My kids love to watch the movie, “Chicken Little“. And we all remember the story, sometimes referred to as The Sky is Falling. Chicken Little gets hit on the head with something that falls from a tree and mistakenly thinks the sky is falling. Then he runs around town freaking everyone out until they all realize he’s overreacting. Wikipedia says that the fable teaches us ‘the necessity for deductive reasoning and subsequent investigation‘.
As I was reading the Advertising Age article, “Social networks sink online-ad pricing”, I couldn’t help but recall the story of Chicken Little. The article talks about how social networking sites, Facebook in particular, are dominating page views and ad impressions. But a recent ComScore study shows that social networking sites are drawing an average CPM of $.56 vs. the Internet at large which is at $2.43.
This is my favorite part. “Some industry executives are concerned that Facebook and its ilk may in fact be reducing the overall pricing of CPMs”.
Well Boo F’ing Hoo.
If ads on social networking sites aren’t drawing high CPMs because they aren’t working, then maybe finally the online ad industry will realize its time to innovate and rethink the entire model. Putting commercials in front of people during TV shows back when there were like 5 channels was a successful strategy. Then people got VCRs. Then they upgraded to DVRs. And now commercials on TV are becoming less and less relevant.
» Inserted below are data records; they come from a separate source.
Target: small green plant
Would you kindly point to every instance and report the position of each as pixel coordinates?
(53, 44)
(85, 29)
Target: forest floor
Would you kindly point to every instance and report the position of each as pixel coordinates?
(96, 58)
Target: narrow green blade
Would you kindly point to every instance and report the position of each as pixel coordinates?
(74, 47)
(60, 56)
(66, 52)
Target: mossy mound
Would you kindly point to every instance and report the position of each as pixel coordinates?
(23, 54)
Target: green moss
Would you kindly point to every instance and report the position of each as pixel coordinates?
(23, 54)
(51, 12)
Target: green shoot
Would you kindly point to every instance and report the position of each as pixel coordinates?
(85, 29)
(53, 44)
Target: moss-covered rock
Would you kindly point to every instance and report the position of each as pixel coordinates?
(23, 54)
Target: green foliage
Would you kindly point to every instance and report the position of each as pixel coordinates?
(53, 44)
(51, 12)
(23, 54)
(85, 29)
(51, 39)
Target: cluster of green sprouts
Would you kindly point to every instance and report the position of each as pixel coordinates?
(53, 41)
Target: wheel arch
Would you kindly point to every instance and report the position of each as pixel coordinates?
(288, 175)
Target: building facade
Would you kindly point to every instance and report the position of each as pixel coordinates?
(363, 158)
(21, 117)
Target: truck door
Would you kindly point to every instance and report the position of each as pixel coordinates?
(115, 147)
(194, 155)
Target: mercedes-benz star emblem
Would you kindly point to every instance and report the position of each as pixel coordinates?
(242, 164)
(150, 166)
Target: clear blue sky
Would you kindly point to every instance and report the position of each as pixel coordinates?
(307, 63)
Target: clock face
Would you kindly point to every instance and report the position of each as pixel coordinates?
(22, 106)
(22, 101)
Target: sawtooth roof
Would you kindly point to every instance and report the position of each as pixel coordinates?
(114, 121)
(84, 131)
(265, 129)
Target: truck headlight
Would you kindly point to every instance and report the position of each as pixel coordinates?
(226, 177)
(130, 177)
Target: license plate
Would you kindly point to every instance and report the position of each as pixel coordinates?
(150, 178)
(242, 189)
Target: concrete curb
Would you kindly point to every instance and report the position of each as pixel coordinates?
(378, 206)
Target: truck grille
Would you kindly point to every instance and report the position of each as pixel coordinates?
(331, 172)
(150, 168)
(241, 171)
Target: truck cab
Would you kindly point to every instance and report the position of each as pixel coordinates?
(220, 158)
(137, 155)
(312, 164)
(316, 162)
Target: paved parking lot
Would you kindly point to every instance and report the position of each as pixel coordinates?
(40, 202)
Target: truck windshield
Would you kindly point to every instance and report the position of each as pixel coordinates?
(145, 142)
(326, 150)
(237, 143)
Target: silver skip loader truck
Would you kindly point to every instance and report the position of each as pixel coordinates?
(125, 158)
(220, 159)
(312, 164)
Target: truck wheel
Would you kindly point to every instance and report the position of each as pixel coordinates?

So what are we seeing? More creative content that might start with a TV commercial but then extends to the web in social channels. Old Spice and Toyota’s Swagger Wagon are great examples of this. We’re also seeing product placement in shows such as the iPad in Modern Family and Cisco’s Teleconference in 30 Rock. That’s called progress.
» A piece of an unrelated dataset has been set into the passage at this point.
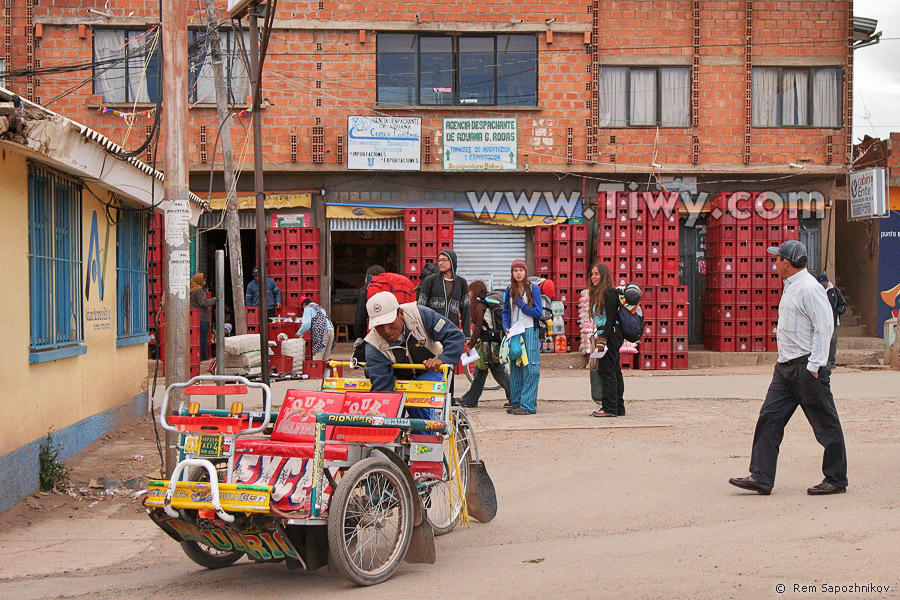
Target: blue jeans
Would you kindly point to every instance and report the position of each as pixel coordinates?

Newspapers and magazines are going through this process right now as they realize printed content is becoming less and less relevant. Online digital magazines and iPad/tablet apps are the early attempts being sought to save this industry. I’m not sure it will work, but at least there’s an effort going on to innovate.
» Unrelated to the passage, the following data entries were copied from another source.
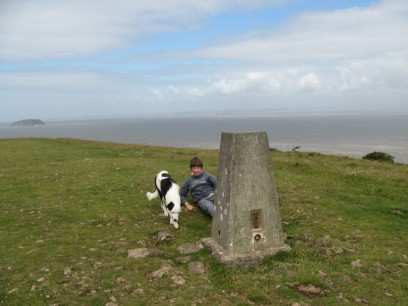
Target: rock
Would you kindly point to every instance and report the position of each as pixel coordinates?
(138, 292)
(291, 273)
(121, 280)
(178, 280)
(165, 268)
(190, 248)
(346, 279)
(356, 263)
(67, 271)
(309, 290)
(197, 266)
(15, 290)
(361, 301)
(183, 259)
(163, 236)
(142, 253)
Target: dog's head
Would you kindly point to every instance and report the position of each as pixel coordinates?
(174, 211)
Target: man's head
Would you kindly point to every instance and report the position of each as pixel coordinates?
(196, 166)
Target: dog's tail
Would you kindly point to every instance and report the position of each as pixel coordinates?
(151, 195)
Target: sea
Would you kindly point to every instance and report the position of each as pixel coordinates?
(343, 134)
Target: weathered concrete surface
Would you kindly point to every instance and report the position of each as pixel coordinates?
(246, 223)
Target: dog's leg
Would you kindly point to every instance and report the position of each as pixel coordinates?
(151, 195)
(165, 212)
So let’s stop belly-aching about how online ads are being hurt by social networking and start realizing that flashing up an online ad in front of someone, interrupting what they’re doing on the web, is a flawed model and hanging onto it for dear life is a sure way to find yourself hanging out with the dinosaurs of the past.
If you want to reach people on the web and specifically in social networking, you have to be relevant. You have to be engaging. You have to be honest and sincere. You have to listen. And you can’t interrupt what they’re doing with your own agenda.